Olives are a staple in most Greek households, no matter
where they ended up in the diaspora. They are one of the few truly delicious
foods that can be eaten during Lent, even during Holy Week. Any Greek grocery
in any country in the world will feature a wide selection of fat olives, all
salty and distinct in taste.
And the olive trees in Greece—I’ve never seen anything so
beautiful. A week away from leaving for Greece, I know one of the first noticeable
signs that I’m going back will be, as the plane descends on Athens, the olive
groves surrounding the city—shimmery silver-and-green. I can’t wait to see
them. I also can't wait to taste the olives in the vats, the fresh oil.
When I look at the icon, though, the trees are hardly
beautiful. They look like Dr. Seuss versions of olive trees—tufts of leaves
among rapidly painted branches. They simply are not meant to be the central image
of the icon. They are there, perhaps, to demonstrate just how high in the air
the floating Christ really is, and to remind us we are in a place of planting, harvest, economy, life.
The center of the image is the Theotokos, who isn’t actually
mentioned in any of the versions of the story. She’s standing still, looking
directly into our eyes, just as her son seems to be. The others depicted in the
icon are either looking up or at least other, talking about what they have seen,
worried and shocked looks on their faces. But not the Theotokos. She is surrounded
with white light, angels on either side of her.

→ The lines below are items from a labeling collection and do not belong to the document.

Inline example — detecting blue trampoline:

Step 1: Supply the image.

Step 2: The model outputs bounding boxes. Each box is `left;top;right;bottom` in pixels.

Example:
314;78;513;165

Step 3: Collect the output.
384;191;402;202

On Good Friday, we sang heart-wrenching hymns about her
grief. Now, we imagine what it must be like for her to be present in this
familiar place, some 40 days later. It is a place that represents suffering to
her people, where prophets are buried. It is also where her son was arrested.
It is a place that represents peacefulness and beauty, a shady reprieve from
the city below. It is on the way to the temple, a path well traveled. It is a
place of growing and harvesting.
St. Paul, who at this point stands in strong opposition to
Christianity, who definitely wasn’t there, stands beside her, looking straight
up, fearful.
Clearly, the icon isn’t about historical truth. It is about
how we, the church, meet again and again in familiar places to relive the story
of Jesus, which is a story that transcends time, a story that makes sense only
in the context of other stories. That’s why Paul shows up long before he
believed in Jesus. It’s why the manger
is also a tomb in the icon of the Nativity. It’s why, in the icon of the
Assumption of Mary, Jesus appears beside his mother’s grave holding a baby
version of her in his arms. It’s why the baby Jesus always looks creepily like
a little adult, why he is doing things that are clearly un-baby-like: holding a
scroll or blessing us or looking toward us even in the version I like best in
which his cheek is pressed against his mother’s.
But back to the Ascension: we gaze at the icon and recognize
ourselves there, too, in that historic, blessed, storied place. We are the
villagers who ascend to bury our dead. We are the villagers who ascend to
harvest the olives, whose hands know how to store and season them, or how to
make them into oil. We are also the soldiers that arrested Jesus, and the
disciples who fled from his side.
And we return as all of these people to this place, again.
We can show up from the future and stand in total awe,
gazing upward, frozen in time, like Paul.
We can choose to cling to those around us in the present,
whispering about how scared we are, looking to each other to make sense of what
we’re experiencing, like the disciples.
Or we can be like the Theotokos: still, totally present, at
peace. We can realize this is just one of many stories that will happen here.
We can move slowly and honestly through our grief. We can breathe in our fear, and
breathe it out again. We can look forward rather than backward, or up, because
we know that is the direction we’re called to move—once we have our bearings.
We can have the confidence that the story we know so well and have loved so
long will continue to make sense in new ways as we keep walking.